«В первые дни особенно пострадали евреи - их преследовали казаки, и если они не успели спрятаться, то уж пощады не ждали, - рассказывает бывший директор Монгольского национального банка Д. П. Першин. - Сколько было убито евреев, сказать трудно. Называли разные цифры, но можно думать, что душ пятьдесят или вроде этого. Русских же убито было значительно больше. Всех жертв барона насчитывают до полутораста-двухсот человек, но и это число, вероятно, преувеличено». Неоднократно высказывая неприязнь к евреям, которых он считал виновниками революции, а возможно, и «мировым злом» («комиссаров, коммунистов и евреев уничтожать вместе с семьями» - ещё одно из громогласных заявлений, не выполнявшихся реально), Унгерн умел и сдерживать её, и если через десять дней после взятия Урги приказ по дивизии воспрещал самочинные аресты «кроме евреев», то следующий параграф гласил: «Евреев, имеющих от меня записки, приказываю не задерживать». Не отрицая жестокости барона, нельзя и приписывать ей тотального или демонического характера, тем более что по свидетельству того же Першина - человека глубоко мирного и в другом месте справедливо обвинявшего Унгерна в неуравновешенности - многое происходило помимо начальника дивизии.
Но если во взаимоотношениях с монголами их «гость»-освободитель ограничивался в лучшем случае функциями консультанта, то русским населением Халхи и Кобдоского округа он считал себя вправе распоряжаться, не зная никаких ограничений. Так, в Урге мобилизация была проведена под страхом смерти, хотя вряд ли попавший таким образом в ряды дивизии контингент отличался значительной боевой ценностью: сложно сказать, усиливали или ослабляли ряды унгерновцев представители русской колонии, прятавшиеся в Урге от Гражданской войны. Как бы то ни было, точка зрения, будто барон стремился создать армию «из мобилизованных монголов и русских добровольцев», выглядит ошибочной.

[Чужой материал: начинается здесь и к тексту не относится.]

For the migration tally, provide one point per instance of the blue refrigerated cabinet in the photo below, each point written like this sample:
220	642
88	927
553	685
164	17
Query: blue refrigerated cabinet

О «русских добровольцах» речь может идти, пожалуй, только применительно к организованным белогвардейским группировкам, независимо от Унгерна оказавшимся в Халхе, Кобдо и Синьцзяне. С освобождением монгольской столицы Роман Фёдорович получил возможность если не формального объединения, то хотя бы координации действий этих сил, в частности, в конце марта - начале апреля наладив связь с отрядами Атамана Енисейского Казачьего Войска полковника Казанцева и есаула Кайгородова и, очевидно, примерно в то же время - с отрядом полковника Казагранди. Именно они упоминаются в качестве командующих участками (секторами) наступления в знаменитом приказе Унгерна № 15 от 21 мая 1921 года, озаглавленном «Приказ русским отрядам на территории Советской Сибири» и открывшем собою новый этап борьбы — последний в бурной жизни барона.